Daimler Results Distorted By Lingering Chrysler Interest.
Prognosis for Mercedes Future Looks Good Though.

The turmoil in car markets inevitably leads to wild rumours about takeovers and mergers as sales plunge and red ink engulfs balance sheets.

The well rehearsed report that BMW and Mercedes are about to step up cooperation excited stock markets for a while, as did a report that Mercedes might make a good partner for GM Europe’s ailing Opel.

Daimler announced a net loss of €1.53 billion in the 4th quarter, compared with a profit of €1.7 billion in the same period of 2007. The fact that all of the loss and more (€2.01 billion) was down to Daimler’s stub holding in Chrysler, didn’t deter the rumour-mongers.

“BMW shares rise on speculation of Daimler cooperation” said the Reuters’ headline, reiterating a long known fact that the two companies are talking about cutting costs by sharing research on some under-the-skin products and manufacturing.

Nothing to report
Commerzbank analyst Daniel Schwarz actually was expecting some development in talks with BMW.

“Asked about possible cooperation with BMW, CEO (Dieter) Zetsche stated that there is nothing to report at the moment – disappointing given our assumption that management would announce significant steps in this direction with Q4 results,” said Schwarz.

Schwarz has said BMW/Mercedes cooperation in purchasing, R&D and financial services could generate annual costs savings of up to €3 billion.

Deutsche Bank’s Gaetan Toulemonde also sees big benefits to such cooperation, and agrees with the €3 billion estimate, but cautions about the time scale of the payoff.

“In order to fully realize savings, it would obviously require the product portfolios to be harmonized. This would take at least a decade given the differing cycles,” Toulemonde said.

Another rumour to rise and fall had Mercedes buying GM Europe’s ailing Opel.

According to Bernstein Research’s Max Warburton, Mercedes parent Daimler would make a natural saviour of Opel. Mercedes has an appalling record in the small car segment, Warburton said in a report, losing almost €7 billion making Smarts and the A class.

Everybody wins
Opel is reportedly seeking help from the German government to finance a 3.3 billion euro liquidity shortfall through 2011.

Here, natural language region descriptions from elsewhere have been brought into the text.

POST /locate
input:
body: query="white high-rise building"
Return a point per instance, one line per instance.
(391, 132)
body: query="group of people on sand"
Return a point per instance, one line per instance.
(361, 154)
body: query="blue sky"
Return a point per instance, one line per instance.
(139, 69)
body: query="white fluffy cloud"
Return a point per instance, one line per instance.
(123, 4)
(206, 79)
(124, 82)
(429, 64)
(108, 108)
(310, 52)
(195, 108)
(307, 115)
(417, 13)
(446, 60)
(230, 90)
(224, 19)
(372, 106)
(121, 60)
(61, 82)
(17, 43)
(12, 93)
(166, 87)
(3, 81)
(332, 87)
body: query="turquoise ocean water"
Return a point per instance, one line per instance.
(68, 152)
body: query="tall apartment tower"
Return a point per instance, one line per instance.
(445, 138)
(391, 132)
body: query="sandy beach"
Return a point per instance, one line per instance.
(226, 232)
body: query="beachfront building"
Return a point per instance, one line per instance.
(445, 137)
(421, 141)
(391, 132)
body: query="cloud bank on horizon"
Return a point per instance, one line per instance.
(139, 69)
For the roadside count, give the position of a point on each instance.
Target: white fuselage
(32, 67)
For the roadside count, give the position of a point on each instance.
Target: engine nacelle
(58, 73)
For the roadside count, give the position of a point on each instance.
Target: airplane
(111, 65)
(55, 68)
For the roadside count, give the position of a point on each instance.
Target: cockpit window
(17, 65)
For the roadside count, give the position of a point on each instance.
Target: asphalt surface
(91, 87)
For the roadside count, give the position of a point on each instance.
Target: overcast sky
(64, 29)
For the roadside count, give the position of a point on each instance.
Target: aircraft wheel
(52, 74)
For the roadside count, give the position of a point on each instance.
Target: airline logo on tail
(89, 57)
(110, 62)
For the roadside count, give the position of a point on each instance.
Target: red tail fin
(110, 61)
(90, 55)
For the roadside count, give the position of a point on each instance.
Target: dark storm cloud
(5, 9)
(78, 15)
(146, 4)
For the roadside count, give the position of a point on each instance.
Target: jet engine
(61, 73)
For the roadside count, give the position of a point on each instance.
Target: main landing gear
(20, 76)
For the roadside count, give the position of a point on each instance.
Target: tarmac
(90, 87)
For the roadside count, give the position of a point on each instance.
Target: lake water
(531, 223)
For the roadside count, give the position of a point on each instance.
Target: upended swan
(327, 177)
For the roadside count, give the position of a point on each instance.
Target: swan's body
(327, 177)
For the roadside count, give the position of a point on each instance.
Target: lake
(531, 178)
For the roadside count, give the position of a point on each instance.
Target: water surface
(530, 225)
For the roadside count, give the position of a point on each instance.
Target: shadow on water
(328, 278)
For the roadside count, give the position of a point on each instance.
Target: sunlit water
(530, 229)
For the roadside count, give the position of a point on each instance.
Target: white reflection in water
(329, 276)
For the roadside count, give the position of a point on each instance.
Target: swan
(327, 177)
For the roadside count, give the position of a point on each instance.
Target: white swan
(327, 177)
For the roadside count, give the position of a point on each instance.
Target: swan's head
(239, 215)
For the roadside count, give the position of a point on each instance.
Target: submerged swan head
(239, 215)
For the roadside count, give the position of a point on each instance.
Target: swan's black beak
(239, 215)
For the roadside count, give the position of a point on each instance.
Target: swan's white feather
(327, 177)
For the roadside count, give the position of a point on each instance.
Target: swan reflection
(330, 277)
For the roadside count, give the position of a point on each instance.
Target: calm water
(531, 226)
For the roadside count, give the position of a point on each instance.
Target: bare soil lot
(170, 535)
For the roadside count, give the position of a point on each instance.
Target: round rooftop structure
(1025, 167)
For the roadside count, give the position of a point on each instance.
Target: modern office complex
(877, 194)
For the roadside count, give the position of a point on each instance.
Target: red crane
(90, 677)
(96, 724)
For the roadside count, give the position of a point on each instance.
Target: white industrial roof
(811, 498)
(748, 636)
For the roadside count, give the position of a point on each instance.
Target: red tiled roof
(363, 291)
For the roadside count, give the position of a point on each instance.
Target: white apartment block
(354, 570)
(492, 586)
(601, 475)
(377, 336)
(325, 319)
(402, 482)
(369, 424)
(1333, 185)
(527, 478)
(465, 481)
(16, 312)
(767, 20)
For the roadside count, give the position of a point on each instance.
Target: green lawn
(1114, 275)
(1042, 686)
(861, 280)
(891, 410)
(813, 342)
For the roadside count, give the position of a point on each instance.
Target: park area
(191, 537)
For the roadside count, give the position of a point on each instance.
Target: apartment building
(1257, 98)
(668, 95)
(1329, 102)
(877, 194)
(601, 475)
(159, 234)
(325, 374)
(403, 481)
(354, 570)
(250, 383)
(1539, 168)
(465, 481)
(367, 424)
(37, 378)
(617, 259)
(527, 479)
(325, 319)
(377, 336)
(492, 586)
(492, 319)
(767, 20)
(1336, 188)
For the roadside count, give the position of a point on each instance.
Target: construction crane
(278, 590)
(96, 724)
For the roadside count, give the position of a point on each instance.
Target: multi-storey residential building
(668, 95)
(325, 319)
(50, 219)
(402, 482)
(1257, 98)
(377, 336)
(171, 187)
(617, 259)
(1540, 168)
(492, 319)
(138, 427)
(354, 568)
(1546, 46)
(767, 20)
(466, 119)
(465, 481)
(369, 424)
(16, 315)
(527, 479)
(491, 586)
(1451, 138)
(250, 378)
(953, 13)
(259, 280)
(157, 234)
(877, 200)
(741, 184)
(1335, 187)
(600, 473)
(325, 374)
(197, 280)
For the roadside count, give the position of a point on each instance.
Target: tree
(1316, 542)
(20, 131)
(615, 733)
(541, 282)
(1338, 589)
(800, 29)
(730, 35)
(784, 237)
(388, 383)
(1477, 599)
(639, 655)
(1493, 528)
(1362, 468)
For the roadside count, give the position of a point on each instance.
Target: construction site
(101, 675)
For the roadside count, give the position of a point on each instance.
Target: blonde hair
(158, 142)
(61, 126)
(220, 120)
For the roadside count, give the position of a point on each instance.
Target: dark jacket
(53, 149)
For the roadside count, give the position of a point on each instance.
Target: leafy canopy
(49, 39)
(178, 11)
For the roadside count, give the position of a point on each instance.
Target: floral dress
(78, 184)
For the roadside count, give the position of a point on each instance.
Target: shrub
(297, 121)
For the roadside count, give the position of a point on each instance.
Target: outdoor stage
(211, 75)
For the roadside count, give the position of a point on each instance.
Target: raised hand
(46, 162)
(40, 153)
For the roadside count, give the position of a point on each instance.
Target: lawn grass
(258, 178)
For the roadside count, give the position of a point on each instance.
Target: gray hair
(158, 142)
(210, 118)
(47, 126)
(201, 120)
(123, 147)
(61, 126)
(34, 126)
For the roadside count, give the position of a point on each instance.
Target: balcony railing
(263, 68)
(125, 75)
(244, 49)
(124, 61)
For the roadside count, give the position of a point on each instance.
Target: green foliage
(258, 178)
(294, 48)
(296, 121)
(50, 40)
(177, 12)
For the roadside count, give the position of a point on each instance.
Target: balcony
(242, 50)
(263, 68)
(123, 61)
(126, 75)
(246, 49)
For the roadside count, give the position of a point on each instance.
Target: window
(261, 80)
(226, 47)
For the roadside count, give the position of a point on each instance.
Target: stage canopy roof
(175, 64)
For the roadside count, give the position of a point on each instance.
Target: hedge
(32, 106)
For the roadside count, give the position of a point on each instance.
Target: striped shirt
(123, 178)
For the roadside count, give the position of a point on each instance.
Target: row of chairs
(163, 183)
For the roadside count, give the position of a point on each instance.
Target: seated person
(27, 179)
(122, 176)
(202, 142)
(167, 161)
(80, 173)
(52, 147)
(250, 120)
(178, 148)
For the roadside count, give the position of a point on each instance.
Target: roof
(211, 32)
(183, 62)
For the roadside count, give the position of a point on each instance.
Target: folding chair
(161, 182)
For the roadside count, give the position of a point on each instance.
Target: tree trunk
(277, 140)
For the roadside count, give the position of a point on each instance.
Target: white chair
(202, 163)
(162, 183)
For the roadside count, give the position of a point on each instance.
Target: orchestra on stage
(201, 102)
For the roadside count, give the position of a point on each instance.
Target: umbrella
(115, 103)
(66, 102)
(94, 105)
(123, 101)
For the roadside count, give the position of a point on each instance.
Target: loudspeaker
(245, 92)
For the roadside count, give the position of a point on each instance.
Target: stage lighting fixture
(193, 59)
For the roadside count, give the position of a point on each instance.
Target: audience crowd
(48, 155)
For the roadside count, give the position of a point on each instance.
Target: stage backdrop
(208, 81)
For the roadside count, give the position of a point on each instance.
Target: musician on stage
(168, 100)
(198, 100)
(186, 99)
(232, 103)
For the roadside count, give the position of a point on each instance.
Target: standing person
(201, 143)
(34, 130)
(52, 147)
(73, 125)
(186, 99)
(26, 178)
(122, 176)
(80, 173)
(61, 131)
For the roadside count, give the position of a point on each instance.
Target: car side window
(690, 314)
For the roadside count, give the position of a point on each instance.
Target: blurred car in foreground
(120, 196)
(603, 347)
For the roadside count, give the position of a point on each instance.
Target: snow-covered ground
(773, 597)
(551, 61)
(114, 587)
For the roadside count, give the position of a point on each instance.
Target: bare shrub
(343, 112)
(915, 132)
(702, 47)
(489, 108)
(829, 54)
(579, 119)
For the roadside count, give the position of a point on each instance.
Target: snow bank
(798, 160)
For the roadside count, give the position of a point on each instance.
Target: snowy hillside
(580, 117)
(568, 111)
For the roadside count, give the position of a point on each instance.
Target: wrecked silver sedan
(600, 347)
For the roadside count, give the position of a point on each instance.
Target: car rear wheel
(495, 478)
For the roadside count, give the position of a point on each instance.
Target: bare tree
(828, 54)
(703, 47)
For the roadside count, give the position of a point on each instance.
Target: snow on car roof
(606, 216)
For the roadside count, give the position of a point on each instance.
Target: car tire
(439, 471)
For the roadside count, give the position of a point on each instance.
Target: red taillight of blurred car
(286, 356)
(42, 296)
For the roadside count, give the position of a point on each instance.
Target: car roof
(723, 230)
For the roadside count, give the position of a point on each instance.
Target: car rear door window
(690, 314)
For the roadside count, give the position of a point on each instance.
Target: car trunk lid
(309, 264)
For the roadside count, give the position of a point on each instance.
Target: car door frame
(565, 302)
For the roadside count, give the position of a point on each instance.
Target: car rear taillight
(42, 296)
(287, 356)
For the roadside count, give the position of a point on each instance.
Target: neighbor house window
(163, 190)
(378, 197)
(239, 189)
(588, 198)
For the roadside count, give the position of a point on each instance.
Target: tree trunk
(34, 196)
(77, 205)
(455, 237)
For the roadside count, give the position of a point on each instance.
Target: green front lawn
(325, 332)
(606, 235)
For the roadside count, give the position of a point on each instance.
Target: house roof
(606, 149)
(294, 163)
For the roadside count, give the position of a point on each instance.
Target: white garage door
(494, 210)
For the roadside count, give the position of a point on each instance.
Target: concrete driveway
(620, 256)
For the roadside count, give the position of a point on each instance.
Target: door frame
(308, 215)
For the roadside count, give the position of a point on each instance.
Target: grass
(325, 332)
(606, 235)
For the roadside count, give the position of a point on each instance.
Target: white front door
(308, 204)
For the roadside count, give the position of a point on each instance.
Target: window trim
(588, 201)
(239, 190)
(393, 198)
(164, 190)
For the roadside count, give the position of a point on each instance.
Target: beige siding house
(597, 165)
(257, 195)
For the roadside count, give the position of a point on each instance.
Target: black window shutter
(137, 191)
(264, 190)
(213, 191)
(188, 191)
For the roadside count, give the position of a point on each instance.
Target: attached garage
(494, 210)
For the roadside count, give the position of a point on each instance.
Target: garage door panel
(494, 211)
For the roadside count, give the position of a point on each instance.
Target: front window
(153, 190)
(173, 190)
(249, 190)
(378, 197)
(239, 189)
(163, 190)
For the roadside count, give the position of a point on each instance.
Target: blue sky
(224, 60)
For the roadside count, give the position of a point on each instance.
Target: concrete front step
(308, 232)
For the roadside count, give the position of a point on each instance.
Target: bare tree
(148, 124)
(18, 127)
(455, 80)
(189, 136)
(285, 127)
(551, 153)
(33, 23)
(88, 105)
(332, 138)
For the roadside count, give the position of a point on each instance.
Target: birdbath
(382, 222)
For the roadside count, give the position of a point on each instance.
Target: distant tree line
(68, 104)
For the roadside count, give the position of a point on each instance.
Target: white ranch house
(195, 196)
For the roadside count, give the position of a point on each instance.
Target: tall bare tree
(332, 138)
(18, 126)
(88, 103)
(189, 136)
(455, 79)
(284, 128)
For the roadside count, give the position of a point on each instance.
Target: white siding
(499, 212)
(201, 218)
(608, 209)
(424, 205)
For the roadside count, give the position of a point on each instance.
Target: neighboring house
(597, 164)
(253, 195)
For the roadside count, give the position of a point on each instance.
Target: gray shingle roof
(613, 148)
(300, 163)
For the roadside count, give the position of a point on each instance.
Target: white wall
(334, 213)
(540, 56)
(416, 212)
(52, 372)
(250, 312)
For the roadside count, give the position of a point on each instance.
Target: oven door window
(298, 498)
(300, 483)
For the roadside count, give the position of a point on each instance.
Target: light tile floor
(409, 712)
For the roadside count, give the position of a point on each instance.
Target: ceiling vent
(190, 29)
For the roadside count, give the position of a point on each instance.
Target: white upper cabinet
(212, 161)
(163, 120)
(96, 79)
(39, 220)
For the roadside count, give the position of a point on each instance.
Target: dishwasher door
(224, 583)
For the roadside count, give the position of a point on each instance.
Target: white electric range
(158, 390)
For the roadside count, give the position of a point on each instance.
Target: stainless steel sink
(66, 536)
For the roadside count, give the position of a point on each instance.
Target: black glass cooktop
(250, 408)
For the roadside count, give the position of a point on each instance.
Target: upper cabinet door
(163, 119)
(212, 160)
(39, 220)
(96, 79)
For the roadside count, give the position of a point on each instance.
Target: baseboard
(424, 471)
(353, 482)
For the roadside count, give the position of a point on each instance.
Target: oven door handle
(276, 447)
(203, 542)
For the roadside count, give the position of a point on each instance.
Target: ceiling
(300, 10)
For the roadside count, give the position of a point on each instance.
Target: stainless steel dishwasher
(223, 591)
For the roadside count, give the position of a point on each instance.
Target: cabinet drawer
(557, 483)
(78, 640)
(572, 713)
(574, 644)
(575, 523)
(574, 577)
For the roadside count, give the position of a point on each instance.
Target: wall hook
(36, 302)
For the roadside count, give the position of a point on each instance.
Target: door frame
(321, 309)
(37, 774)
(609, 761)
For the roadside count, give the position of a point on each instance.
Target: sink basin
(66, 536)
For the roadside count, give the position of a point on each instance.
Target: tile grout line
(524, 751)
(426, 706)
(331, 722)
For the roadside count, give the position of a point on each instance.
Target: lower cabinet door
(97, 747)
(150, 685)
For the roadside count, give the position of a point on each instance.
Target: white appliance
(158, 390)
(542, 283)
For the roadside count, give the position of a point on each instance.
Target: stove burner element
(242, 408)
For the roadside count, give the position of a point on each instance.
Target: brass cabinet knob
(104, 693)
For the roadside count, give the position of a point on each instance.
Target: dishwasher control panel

Warburton believes a Mercedes takeover of Opel would be a winner.

Mercedes lacks small car expertise in a market increasingly focussed on smaller, fuel efficient vehicles. Mercedes could probably acquire Opel for little up-front cost. German Chancellor Angela Merkel would be grateful for having a tough decision taken off her hands which could have cost the jobs of thousands of workers.

Warburton said Germany’s BMW, Peugeot and Renault of France or Fiat of Italy might also be interested in acquiring Opel.

“We believe a German solution is far more likely,” he said.

Mercedes denied it had any such plans. But an Opel source said in late February that Daimler might buy Opel’s plant in Eisenach, eastern Germany, where the Corsa small car is made.

Meanwhile, UniCredit automotive analyst Sven Kreitmair said despite Mercedes high inventory problem, things were looking relatively good.

“Daimler is still in a better financial position than most Western European competitors excluding BMW and VW. Furthermore, the market now knows about the inventory problem and its impact on 2009 results, which should allow the stock price to recover in the short term,” Kreitmair said.